The effects of verapamil (VER), at concentrations of 0 X 10(-9) X 10(-8) X 10(-7), and 5 X 10(-7) M (or 0, 0.5, 5, 50, and 250 ng/mL) were studied in the isolated rabbit heart during 70 min of aerobic perfusion with a standard Krebs-bicarbonate medium at 37 degrees C. The studied variables were left ventricular performance (RPP, heart rate times left ventricular (LV) systolic pressure), coronary sinus flow (CSF), oxygen uptake (MVO2), rate of creatine kinase (CK) release, and energy stores (glycogen, creatine phosphate (CP), ATP, and total adenine nucleotides (TAN) ).

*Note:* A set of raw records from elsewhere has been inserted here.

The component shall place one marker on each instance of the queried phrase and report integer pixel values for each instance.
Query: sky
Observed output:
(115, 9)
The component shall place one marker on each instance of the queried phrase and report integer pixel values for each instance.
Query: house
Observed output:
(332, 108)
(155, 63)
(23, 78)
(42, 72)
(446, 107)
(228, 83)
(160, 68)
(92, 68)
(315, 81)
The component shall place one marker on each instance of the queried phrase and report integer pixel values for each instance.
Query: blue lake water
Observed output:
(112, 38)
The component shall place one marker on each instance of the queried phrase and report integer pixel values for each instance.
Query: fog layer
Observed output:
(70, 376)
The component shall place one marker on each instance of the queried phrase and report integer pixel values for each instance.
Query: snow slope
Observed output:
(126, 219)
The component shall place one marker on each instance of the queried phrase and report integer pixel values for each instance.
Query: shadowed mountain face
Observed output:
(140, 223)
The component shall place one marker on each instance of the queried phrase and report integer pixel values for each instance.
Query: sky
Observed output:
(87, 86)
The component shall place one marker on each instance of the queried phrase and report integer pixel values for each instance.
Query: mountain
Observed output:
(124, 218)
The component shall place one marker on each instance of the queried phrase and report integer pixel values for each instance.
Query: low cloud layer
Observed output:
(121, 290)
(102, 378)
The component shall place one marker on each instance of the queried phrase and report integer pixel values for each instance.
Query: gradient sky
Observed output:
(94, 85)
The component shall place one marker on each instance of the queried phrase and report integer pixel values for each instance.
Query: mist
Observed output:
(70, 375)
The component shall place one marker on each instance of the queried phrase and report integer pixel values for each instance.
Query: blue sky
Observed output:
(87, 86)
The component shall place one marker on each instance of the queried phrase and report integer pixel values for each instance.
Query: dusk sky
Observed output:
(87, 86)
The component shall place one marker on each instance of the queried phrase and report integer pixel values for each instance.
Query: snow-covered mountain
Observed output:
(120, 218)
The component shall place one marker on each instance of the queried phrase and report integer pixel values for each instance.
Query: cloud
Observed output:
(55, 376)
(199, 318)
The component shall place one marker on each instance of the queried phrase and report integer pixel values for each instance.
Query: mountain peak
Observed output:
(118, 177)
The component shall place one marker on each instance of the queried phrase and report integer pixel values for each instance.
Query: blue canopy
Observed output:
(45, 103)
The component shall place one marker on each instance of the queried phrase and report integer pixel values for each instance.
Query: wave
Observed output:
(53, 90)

The results show that (i) VER depressed RPP in a dose-related manner: (ii) MVO2 declined as VER concentration increased except in the 5 x 10(-7) M group which showed a paradoxical increase in O2 uptake; (iii) CSF was only slightly decreased by VER with the exception of the 5 x 10(-7) M group, which showed an increase in flow; (iv) VER was associated with increments in the rates of CK release in a dose-related fashion (2, 4, 15, and 29 times the rate observed in the untreated group), and (v) VER was associated with slight decrease in glycogen levels, but no changes in CP or adenine nucleotides. It is concluded that, in our preparation, VER caused marked increases in the rate of CK loss in the absence of depletion of total energy stores. The data suggest that the drug affects the permeability characteristics of the sarcolemma, perhaps via localized depletion of calcium stores.